#26 ゲームクローザー

 残り時間も2分を切って、明芳と牧女の試合は白熱していた。

 スコアは50-51で牧女の1点リード。

 明芳のオフェンス――!


「はっ……!」


 ふわっ――と宙に浮く無回転のボール。

 飛び入り参加した9番のフローターシュートだ。

 牧女8番のブロックの上を越し、リングの内側へ落ちていく。


「よおし……!」

「ナイシュっ、在原さん! さ、一本止めよ!」

「止めなきゃ差がつかないからなっ!」


 明芳メンバーが声を掛け合う横で、絵理香は得点板の黄色いシートをめくる。

 記録するスコアは52-51。

 コートではさきほどから、一進一退のシーソーゲームが繰り広げられていた。
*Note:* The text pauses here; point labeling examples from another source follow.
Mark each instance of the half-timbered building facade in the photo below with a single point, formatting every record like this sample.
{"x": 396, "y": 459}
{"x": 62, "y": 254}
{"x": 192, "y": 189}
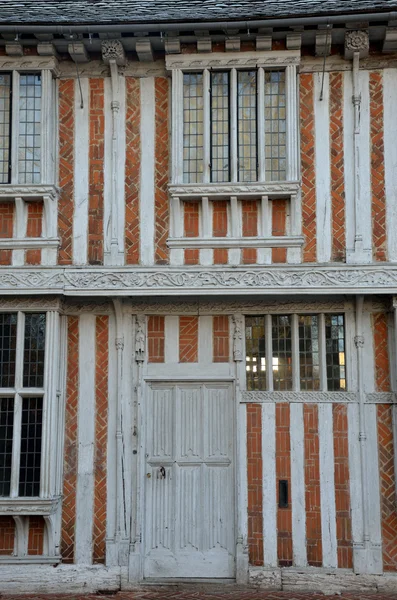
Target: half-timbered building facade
{"x": 198, "y": 294}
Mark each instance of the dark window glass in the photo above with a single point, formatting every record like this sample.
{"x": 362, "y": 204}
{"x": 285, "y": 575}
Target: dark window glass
{"x": 8, "y": 340}
{"x": 246, "y": 117}
{"x": 29, "y": 144}
{"x": 5, "y": 127}
{"x": 335, "y": 352}
{"x": 33, "y": 364}
{"x": 255, "y": 345}
{"x": 29, "y": 470}
{"x": 282, "y": 352}
{"x": 220, "y": 127}
{"x": 6, "y": 433}
{"x": 309, "y": 353}
{"x": 193, "y": 129}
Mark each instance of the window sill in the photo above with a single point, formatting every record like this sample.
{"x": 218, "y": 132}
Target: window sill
{"x": 29, "y": 506}
{"x": 248, "y": 190}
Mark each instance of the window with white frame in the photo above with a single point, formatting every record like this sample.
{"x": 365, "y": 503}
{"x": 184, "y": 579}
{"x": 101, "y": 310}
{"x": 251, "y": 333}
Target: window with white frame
{"x": 22, "y": 390}
{"x": 234, "y": 124}
{"x": 26, "y": 119}
{"x": 296, "y": 352}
1点差を巡って、1ゴールごとにリードする側が入れ替わる展開。


「くっそぉ、あの9番……」

「浅木さん、ヘコんでちゃダメよ。取られた以上に取り返すの」

「わかってますって。カナエ、アシスト頼むよ!」

「うんっ!」


 ――練習試合の熱量じゃない。

 この熱さは、何か大切なものがかかった勝負の熱さだ。それこそ、県大会出場がかかった一戦であるかのような。


「浅木さんっ!」

「はい!」


 12番からのパスを受けて4番がレイアップに行く――と見せかけ、肩越しに後方へパスショルダーバックパス

 8番がすぐ後ろでボールを受け取り、一人時間差でシュート!

 明芳のディフェンスはタイミングを外された。ボールはバックボードで跳ね返り、ゴールの中へ沈んでいく。

 52-53!


「止められないわねえ……」

「ドンマイ、もう一本取ろう!」


 明芳も負けてはいない。すぐにボールをスローインして、フロントコートへ運び込む。

 瞳と茉莉花がピック&ロールで仕掛ける!

 だが、二人についているのは4番と12番。絶対的エースと、守備に優れた選手の二人だ。
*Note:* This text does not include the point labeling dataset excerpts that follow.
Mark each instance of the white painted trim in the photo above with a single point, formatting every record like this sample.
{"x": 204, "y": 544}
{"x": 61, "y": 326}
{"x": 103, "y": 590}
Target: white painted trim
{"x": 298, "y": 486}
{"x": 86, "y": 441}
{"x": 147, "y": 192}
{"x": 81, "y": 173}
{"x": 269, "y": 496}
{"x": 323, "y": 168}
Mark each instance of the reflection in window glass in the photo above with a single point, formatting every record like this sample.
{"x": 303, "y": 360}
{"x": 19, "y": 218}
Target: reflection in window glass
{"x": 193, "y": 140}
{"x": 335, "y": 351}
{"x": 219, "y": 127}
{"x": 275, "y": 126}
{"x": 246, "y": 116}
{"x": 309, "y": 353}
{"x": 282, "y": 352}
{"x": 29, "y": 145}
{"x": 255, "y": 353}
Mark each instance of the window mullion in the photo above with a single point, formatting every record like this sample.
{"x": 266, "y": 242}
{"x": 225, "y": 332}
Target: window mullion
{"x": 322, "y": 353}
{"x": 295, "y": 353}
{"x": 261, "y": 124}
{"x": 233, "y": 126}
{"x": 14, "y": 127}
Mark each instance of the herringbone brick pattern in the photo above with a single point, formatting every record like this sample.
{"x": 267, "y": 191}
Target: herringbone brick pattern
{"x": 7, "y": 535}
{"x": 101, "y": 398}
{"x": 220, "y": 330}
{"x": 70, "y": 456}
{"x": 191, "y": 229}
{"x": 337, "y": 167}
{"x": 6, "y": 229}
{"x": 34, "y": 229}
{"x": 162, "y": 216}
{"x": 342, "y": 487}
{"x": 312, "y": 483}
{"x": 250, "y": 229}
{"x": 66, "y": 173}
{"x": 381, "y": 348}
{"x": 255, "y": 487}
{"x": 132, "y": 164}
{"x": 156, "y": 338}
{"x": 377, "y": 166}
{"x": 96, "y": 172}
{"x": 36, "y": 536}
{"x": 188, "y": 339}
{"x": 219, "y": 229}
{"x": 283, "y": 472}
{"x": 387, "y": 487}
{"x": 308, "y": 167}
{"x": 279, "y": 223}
 パスが茉莉花に渡る瞬間、ディフェンス側の二人が交差し、マークを継続!


「くっ……!」


 茉莉花はジャンプシュートを撃ったが、さすがに無理撃ち。リングに弾かれ――


「リバウンドっ!」

「任せて……!」


 愛が力強く牧女の5番をボックスアウトし、オフェンスリバウンドを奪取。

 そのまま跳び上がってゴール下シュートをねじ込んだ。

 54-53!


「中原ぁ! ナイス!」

「さ、今度こそ一本止めるよ!」


 お互いのチームが一体となって、力と気迫をぶつけ合う展開。


(羨ましいわね)


 あの中に混ざりたい、とさえ思ってしまう。

 社会人サークルチームに所属している絵理香だが、これほどの熱量の試合は久しく体験していない。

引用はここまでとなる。